Division of Orthodontics and Dentofacial Orthopedics, Eastman Institute for Oral Health, University of Rochester, Rochester, NY, USA.
Department of Dentistry, Eastman Institute for Oral Health, University of Rochester, Rochester, NY, USA.
Orthod Craniofac Res. 2021 May;24(2):206-213. doi: 10.1111/ocr.12428. Epub 2020 Oct 18.
The role of thyroxine administration on orthodontically induced tooth movement and/or inflammatory root resorption remains unclear. The aim was to assess the influence of thyroxine administration on orthodontically induced tooth movement and/or inflammatory root resorption. The study protocol was registered in PROSPERO (CRD42020164151). An electronic search of indexed databases was conducted without time or language restrictions up to and including May 2020. The following eligibility criteria were imposed: (a) original prospective controlled clinical studies and/or experimental studies on animal models; (b) subjects undergoing orthodontic therapy with fixed appliances; (c) presence of a control group [orthodontic tooth movement without thyroxine administration]; and (d) intervention: orthodontic tooth movement with thyroxine administration. Review articles, commentaries, letters to the editor, case reports/series, studies with no control group, cross-sectional studies, retrospective studies and studies where thyroxine was administered along with other interventions such as calcitonin and prostaglandins were excluded. Quality of available evidence and risk of bias within studies were assessed. Any disagreements were resolved via consensus discussions. Based on the Preferred Reporting Items for Systematic Reviews and Meta-Analyses guidelines, 8 animal studies were included. Four studies reported that thyroxine administration increases the rate of orthodontic tooth movement; 3 studies did not show a significant difference. Three studies showed that thyroxine administration decreases orthodontically induced inflammatory root resorption; 2 studies found no significant difference. The risk of bias among studies was high. In conclusion, the influence of thyroxine administration on orthodontic tooth movement and/or orthodontically induced inflammatory root resorption in animal models remains unclear.

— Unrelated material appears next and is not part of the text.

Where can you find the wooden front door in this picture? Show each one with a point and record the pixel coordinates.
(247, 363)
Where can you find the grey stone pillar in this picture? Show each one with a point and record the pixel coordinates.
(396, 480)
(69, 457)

甲状腺素给药在正畸牙齿移动和/或炎症性根吸收中的作用尚不清楚。目的是评估甲状腺素给药对正畸牙齿移动和/或炎症性根吸收的影响。研究方案已在 PROSPERO(CRD42020164151)中注册。对索引数据库进行了无时间和语言限制的电子检索,截止日期为 2020 年 5 月。实施了以下纳入标准:(a)正在进行正畸治疗的固定矫治器的原始前瞻性对照临床试验和/或动物模型实验研究;(b)存在对照组[无甲状腺素给药的正畸牙齿移动];(c)干预措施:甲状腺素给药的正畸牙齿移动。排除综述文章、评论、给编辑的信、病例报告/系列、无对照组的研究、横断面研究、回顾性研究以及甲状腺素与其他干预措施(如降钙素和前列腺素)联合给药的研究。评估了可用证据的质量和研究内的偏倚风险。任何分歧都通过共识讨论来解决。根据系统评价和荟萃分析的首选报告项目,纳入了 8 项动物研究。四项研究报告甲状腺素给药增加了正畸牙齿移动的速度;三项研究未显示出显著差异。三项研究表明甲状腺素给药减少了正畸诱导的炎症性根吸收;两项研究发现无显著差异。研究中的偏倚风险很高。总之,甲状腺素给药对动物模型中正畸牙齿移动和/或正畸诱导的炎症性根吸收的影响尚不清楚。